Joinville et son fidèle Achate, Gabriel R…, avaient lancé une série d’invitations dans le monde des lettres et des arts : Tout-Paris devait être là. Il fallait même aller quérir certains artistes en voiture. Je fus chargé de Tolbecque et de son violoncelle. Vers neuf heures, le musicien et moi, nous descendions devant la porte cochère. Le concierge se chargea de l’instrument ; nous nous mîmes à gravir, rapides, l’escalier du Tout-Paris.
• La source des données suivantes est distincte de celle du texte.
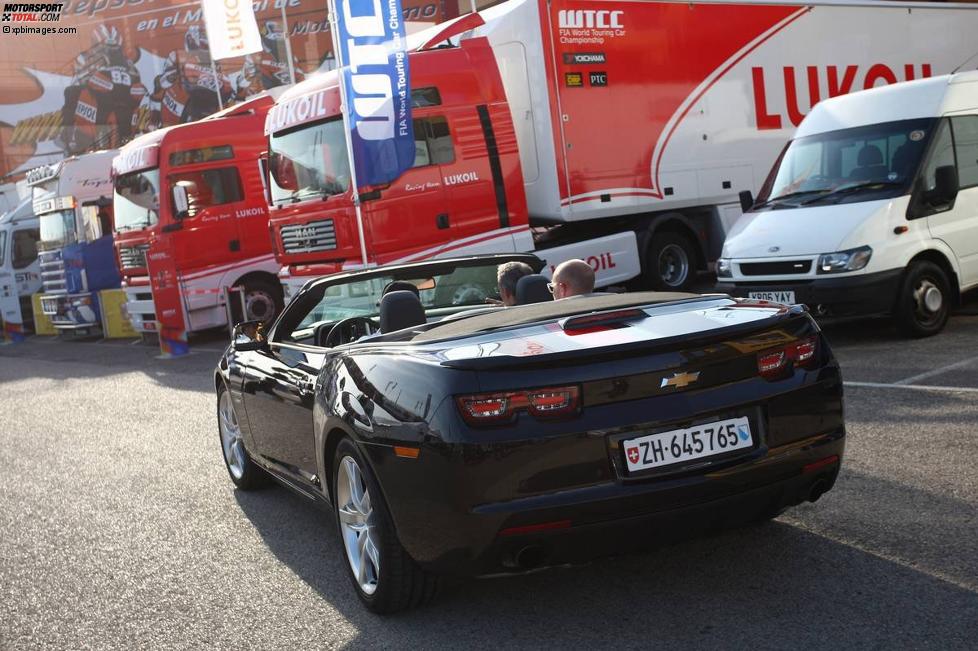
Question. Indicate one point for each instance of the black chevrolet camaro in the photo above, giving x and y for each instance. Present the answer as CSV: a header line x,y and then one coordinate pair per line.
x,y
451,437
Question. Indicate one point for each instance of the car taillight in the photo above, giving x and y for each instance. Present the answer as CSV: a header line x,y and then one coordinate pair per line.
x,y
499,407
800,353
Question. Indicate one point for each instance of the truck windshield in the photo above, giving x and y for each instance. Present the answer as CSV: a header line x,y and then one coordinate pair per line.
x,y
58,229
137,200
859,164
309,162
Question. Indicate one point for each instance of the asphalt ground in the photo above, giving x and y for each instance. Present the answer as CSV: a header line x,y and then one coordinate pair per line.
x,y
119,527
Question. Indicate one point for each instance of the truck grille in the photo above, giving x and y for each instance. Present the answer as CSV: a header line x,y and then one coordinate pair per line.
x,y
309,238
780,268
133,257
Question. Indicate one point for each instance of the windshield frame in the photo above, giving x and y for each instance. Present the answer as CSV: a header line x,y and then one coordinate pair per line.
x,y
315,291
121,224
303,133
67,235
848,189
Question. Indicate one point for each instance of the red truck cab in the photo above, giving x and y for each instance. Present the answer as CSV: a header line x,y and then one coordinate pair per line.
x,y
217,229
463,195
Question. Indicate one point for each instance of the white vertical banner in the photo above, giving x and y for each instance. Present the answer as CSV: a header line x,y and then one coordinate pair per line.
x,y
232,30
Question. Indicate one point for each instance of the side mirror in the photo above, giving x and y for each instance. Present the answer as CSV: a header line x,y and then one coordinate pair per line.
x,y
181,205
263,175
946,185
746,200
249,335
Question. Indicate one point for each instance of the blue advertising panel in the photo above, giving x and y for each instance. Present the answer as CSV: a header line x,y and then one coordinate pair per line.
x,y
376,80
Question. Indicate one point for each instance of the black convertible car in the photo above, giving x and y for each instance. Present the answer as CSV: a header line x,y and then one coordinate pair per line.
x,y
452,437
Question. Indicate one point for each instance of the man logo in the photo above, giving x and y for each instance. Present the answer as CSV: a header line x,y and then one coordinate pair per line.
x,y
679,380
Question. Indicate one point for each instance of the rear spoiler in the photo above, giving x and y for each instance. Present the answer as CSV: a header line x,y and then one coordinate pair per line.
x,y
604,353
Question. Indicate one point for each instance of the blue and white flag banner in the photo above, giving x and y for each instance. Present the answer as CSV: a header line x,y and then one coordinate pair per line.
x,y
376,79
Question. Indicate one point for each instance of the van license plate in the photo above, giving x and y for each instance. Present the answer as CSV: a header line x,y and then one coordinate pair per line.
x,y
776,296
678,445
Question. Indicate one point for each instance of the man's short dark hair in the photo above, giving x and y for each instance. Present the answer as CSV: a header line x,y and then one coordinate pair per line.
x,y
509,273
401,285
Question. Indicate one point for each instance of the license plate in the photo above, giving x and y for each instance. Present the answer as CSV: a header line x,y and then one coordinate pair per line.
x,y
679,445
777,296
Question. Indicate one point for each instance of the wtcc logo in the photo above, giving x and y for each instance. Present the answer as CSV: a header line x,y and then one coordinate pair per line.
x,y
16,12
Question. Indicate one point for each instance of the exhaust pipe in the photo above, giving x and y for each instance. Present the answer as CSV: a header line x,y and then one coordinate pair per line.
x,y
530,557
819,488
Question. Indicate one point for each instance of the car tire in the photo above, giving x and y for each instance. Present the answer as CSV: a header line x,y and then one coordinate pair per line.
x,y
244,472
263,301
670,262
924,302
385,579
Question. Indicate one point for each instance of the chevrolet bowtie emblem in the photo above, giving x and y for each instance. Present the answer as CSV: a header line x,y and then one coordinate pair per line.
x,y
679,380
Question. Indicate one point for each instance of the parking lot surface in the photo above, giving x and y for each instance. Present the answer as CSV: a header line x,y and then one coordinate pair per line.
x,y
121,529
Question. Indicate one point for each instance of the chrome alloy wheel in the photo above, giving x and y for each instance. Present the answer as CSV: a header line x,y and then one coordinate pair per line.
x,y
928,300
358,525
234,452
673,265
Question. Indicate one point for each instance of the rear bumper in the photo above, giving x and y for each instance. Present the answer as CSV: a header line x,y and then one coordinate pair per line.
x,y
860,295
472,510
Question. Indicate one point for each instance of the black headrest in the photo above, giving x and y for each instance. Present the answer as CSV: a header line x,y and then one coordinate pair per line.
x,y
401,285
400,309
869,155
532,288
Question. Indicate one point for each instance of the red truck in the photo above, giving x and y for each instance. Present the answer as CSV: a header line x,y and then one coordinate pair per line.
x,y
191,190
621,133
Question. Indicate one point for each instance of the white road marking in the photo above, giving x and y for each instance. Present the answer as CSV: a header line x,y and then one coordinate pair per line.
x,y
917,387
937,371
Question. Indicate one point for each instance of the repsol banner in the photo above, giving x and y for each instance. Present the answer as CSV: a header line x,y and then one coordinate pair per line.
x,y
376,81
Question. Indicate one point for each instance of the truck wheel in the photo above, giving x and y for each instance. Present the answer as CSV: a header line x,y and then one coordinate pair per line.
x,y
670,262
244,472
924,302
263,302
384,576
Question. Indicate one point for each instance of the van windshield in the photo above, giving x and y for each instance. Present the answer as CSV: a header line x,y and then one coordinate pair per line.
x,y
859,164
309,162
137,200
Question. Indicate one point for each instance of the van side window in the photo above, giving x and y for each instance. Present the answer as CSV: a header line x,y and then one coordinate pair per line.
x,y
207,188
432,142
966,149
941,153
25,248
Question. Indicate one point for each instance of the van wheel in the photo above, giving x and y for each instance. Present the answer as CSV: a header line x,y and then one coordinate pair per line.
x,y
263,302
670,262
924,302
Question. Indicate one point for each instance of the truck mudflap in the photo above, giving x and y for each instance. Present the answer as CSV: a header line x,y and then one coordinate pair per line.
x,y
614,258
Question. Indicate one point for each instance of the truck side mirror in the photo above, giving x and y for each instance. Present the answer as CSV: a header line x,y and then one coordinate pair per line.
x,y
945,185
181,205
746,200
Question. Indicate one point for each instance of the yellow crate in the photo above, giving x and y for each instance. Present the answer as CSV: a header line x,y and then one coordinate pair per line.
x,y
115,323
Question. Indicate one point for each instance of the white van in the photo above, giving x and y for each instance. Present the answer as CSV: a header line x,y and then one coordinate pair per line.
x,y
872,208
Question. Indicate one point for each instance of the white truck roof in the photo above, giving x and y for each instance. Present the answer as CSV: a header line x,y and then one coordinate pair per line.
x,y
923,98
Au quatrième ! horrible ! La clef sur la porte, à l’intérieur personne, pas un lampion… la solitude !… et la nuit !… Qu’est-ce à dire ? Je redescends, palpitant, demander une bougie à la concierge. Je fais le jour, un jour vague, promenant sur les meubles, le long des tentures, avec mon maigre luminaire, d’énormes ombres fuyantes, armées de fantômes noirs, seuls habitants de ce logis. Tolbecque s’assied, impassible.

Des pas dans l’escalier. Voici l’acteur Montbars, Coquelin cadet, Daubray… Leur étonnement se joint au nôtre, comme un coefficient, et le change en ahurissement. Encore des pas dans l’escalier. Voici des journalistes, des poètes, des chanteurs. Nous sommes vingt autour de l’unique bougie plantée sur un candélabre à cinq branches. La plaisanterie paraît forte ; mais on rit. Quelqu’un déniche dans une salle un panier de champagne. On trouve des verres. Sur une table, nous posons le candélabre et nous buvons. Et toujours des pas dans l’escalier… Quarante personnes maintenant. Vivien, triste d’abord, se tord de rire ensuite.

Un pas rapide… Ah ! je saisis Gabriel R… dans l’antichambre. Quoi qu’y a-t-il ?

— …Passé au jeu la journée ! oublié l’heure ! Perdu ! regagné ! reperdu ! tout perdu !

— Tout ? Oh !

— Joinville ne peut toucher somme que demain.

— Où est-il ?

— Il cherche… cherche… cherche… argent… victuailles… boissons… luminaire…

— Où ?

— Chez sa maîtresse… écuyère… Cirque… d’Été… Mazeppa !…

Un pas, deux pas, dans l’escalier, des pas lourds. Est-ce Blucher encore, ou Grouchy ?… C’était Grouchy. Sauvés !

Mazeppa, Joinville, des domestiques, des bourriches, des homards, des bouteilles, et… oui, des bougies !… un groom du cirque allume. Illumination ! enfin !

La soirée fut charmante. Des vers et des chansons, du piano et du violoncelle, du rire et un souper improvisé.

Vers une heure du matin, au sortir de ce festin-concert, qui, à l’inverse du pal, avait si mal commencé pour finir si bien, un groupe s’obstinant à discuter sur Sarah Bernhardt, cassa la glace du café du Théâtre-Français.

Le poste n’était pas loin. Heureusement la rédaction du Tout-Paris possédait un créole, une manière de nègre, bien mis, qui était chargé de rester au violon pour les autres. On alla le chercher le lendemain, et… Joinville ayant touché, on paya la casse… Mazeppa aussi fut remboursée, heureusement mon Dieu !

Cela n’empêcha pas le journal de succomber peu après sous le poids des abatages, des tirages à cinq et des bûches.



  1. Voir sur le journal l’Hydropathe, même chapitre, ci-après.
  2. Massiac imagina, d’après un usage très ancien, de mettre des minuscules en tête des vers.
  3. Pirouette est, comme on sait, le pseudonyme littéraire de Cadet.
  4. Depuis, ce fâcheux pronostic a été démenti onze mille fois par Trois femmes pour un mari.